As part of a commitment to celebrate the experiences of history that unite Australia and France, the Archives Nationales de France and the National Archives of Australia today signed a bilateral agreement to strengthen the links between these two national cultural institutions.
The idea of 'sharing histories' was conceived in 2014 when the French President, His Excellency François Hollande visited Telopea Park, the French-Australian high school in Canberra. President Hollande met students working with the National Archives of Australia on a joint Centenary of Anzac project. Using records from the National Archives of Australia, students identified some of the 140 French citizens who joined the Australian Imperial Force during World War I.

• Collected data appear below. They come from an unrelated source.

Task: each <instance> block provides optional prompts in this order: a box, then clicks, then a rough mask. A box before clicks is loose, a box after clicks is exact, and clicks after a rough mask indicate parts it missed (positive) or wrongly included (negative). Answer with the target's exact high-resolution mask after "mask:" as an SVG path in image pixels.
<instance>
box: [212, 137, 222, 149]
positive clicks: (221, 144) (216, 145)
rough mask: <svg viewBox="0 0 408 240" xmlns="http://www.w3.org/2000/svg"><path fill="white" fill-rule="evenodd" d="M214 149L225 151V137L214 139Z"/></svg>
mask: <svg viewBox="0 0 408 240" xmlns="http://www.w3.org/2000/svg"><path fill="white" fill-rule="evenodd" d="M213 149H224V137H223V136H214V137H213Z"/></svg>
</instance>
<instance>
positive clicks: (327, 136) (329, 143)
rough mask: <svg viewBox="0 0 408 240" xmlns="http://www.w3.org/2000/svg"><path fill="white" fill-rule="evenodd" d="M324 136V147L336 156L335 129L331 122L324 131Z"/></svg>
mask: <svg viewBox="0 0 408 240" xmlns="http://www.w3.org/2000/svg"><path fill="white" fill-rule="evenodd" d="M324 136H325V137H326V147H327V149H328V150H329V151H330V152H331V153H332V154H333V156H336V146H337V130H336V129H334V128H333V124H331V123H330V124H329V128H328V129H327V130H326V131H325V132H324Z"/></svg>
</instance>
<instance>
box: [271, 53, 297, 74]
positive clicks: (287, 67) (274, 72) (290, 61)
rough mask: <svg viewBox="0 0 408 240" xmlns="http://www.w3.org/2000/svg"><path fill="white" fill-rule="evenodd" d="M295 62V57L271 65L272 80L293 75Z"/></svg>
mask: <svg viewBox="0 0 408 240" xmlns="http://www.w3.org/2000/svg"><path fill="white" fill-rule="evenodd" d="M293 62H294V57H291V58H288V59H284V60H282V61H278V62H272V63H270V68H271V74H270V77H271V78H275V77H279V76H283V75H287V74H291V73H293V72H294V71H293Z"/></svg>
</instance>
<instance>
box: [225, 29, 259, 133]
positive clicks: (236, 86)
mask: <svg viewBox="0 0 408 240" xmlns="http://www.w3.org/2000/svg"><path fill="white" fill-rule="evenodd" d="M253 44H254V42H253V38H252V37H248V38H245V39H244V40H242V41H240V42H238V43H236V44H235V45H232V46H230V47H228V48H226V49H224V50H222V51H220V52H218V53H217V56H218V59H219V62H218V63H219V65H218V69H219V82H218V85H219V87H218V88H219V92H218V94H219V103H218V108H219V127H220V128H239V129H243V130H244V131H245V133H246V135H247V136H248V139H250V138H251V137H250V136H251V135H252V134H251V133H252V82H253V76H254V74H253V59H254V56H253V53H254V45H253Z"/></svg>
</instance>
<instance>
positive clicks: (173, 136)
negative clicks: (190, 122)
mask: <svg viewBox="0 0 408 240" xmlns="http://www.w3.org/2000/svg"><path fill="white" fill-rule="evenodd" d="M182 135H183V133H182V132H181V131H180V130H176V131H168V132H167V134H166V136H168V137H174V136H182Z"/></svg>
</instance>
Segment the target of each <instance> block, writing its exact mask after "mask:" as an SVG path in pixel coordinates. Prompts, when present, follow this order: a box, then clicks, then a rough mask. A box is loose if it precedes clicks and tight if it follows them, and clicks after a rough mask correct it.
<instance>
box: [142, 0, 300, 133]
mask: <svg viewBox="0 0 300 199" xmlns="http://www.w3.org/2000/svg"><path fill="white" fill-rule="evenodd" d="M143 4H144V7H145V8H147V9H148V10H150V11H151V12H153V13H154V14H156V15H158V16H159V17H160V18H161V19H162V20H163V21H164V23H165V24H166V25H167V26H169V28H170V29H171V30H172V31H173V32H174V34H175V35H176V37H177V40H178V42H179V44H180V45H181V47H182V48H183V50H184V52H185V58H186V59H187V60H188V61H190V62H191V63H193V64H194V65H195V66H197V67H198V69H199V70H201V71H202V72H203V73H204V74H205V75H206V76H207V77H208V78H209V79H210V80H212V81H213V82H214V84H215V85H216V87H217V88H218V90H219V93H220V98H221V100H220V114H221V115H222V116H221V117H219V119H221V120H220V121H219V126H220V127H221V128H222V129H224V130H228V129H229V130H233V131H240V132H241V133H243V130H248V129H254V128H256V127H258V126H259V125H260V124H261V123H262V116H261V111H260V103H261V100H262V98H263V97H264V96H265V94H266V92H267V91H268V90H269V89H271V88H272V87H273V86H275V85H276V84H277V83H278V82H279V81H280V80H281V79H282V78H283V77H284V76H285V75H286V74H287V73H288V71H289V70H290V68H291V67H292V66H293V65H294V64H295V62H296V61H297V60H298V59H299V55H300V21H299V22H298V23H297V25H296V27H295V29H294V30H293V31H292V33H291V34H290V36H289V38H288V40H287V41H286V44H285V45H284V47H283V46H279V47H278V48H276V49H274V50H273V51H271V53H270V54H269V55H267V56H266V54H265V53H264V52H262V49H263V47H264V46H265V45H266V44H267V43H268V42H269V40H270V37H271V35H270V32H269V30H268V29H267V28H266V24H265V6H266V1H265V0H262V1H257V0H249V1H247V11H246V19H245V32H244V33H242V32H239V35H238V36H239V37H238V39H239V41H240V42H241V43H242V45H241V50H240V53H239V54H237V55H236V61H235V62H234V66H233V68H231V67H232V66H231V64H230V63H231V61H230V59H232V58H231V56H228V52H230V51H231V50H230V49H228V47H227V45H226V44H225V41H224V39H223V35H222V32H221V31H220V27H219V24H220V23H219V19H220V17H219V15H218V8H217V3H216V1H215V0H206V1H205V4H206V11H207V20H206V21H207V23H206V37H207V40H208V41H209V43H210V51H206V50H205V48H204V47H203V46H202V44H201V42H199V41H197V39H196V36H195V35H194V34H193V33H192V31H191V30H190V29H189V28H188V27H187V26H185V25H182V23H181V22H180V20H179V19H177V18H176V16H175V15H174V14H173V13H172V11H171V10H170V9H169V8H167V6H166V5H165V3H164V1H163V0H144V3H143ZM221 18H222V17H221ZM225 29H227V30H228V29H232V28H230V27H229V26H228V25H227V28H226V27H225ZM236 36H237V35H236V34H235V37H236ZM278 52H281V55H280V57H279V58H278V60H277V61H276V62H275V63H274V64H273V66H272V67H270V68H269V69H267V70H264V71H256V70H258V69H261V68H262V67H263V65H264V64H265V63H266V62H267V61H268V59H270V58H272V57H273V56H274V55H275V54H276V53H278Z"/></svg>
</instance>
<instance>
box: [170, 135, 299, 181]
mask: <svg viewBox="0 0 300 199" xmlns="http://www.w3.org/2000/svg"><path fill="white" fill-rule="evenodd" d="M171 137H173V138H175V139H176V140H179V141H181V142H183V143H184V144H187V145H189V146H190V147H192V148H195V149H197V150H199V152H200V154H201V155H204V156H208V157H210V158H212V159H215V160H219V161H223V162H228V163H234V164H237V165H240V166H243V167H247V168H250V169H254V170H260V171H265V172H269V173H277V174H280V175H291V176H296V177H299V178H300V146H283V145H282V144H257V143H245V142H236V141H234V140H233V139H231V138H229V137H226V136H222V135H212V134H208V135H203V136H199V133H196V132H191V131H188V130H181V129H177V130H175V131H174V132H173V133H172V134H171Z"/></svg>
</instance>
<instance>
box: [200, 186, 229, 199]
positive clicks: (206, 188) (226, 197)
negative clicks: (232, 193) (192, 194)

The idea has since grown into a six-year collaborative program between the two national archives.
'I am hopeful that this project evolves into an even stronger ongoing partnership between the Archives Nationales de France and the National Archives of Australia and benefits both nations,' said David Fricker, Director-General of the National Archives of Australia.
'Strengthening ties between global archival institutions helps ensure we preserve, care for and use the world's valuable archival heritage appropriately.'
From the French expedition of Nicolas Baudin in 1800 to the current sharing of polar territory in the Antarctic for scientific research, the links between Australia and France are enduring and ongoing, and include a shared military history.
'French and Australian troops landed at Gallipoli on 25 April 1915, not together, but as part of a shared operation,' said David Fricker.
'And in July this year we mark the centenary of battles fought on French soil – Fromelles and Pozières are just two of the haunting names of shared battlefields from the Great War.'
A professional exchange for a French historian to visit Australia for the centenary of the end of World War I is part of the project, which will also include an international seminar and an archival exhibition.
At the launch, the French Minister of Culture Audrey Azoulay presented Mr Fricker with the award of Knight (Chevalier) of the Order of Arts and Letters (Ordre des Arts et des Lettres). He received the award in recognition of his work in the field of cultural heritage.
David Fricker has been the Director-General of the National Archives of Australia since January 2012, and was elected President of the International Council on Archives (based in Paris) in October 2014.
The Order of Arts and Letters recognises eminent artists and writers, as well as people who have contributed significantly to furthering the arts in France and throughout the world. This award has been received by Rudolph Nureyev (1992), Robyn Archer (2001), Leo Schofield (2002), George Clooney (2007), and Cate Blanchett (2012).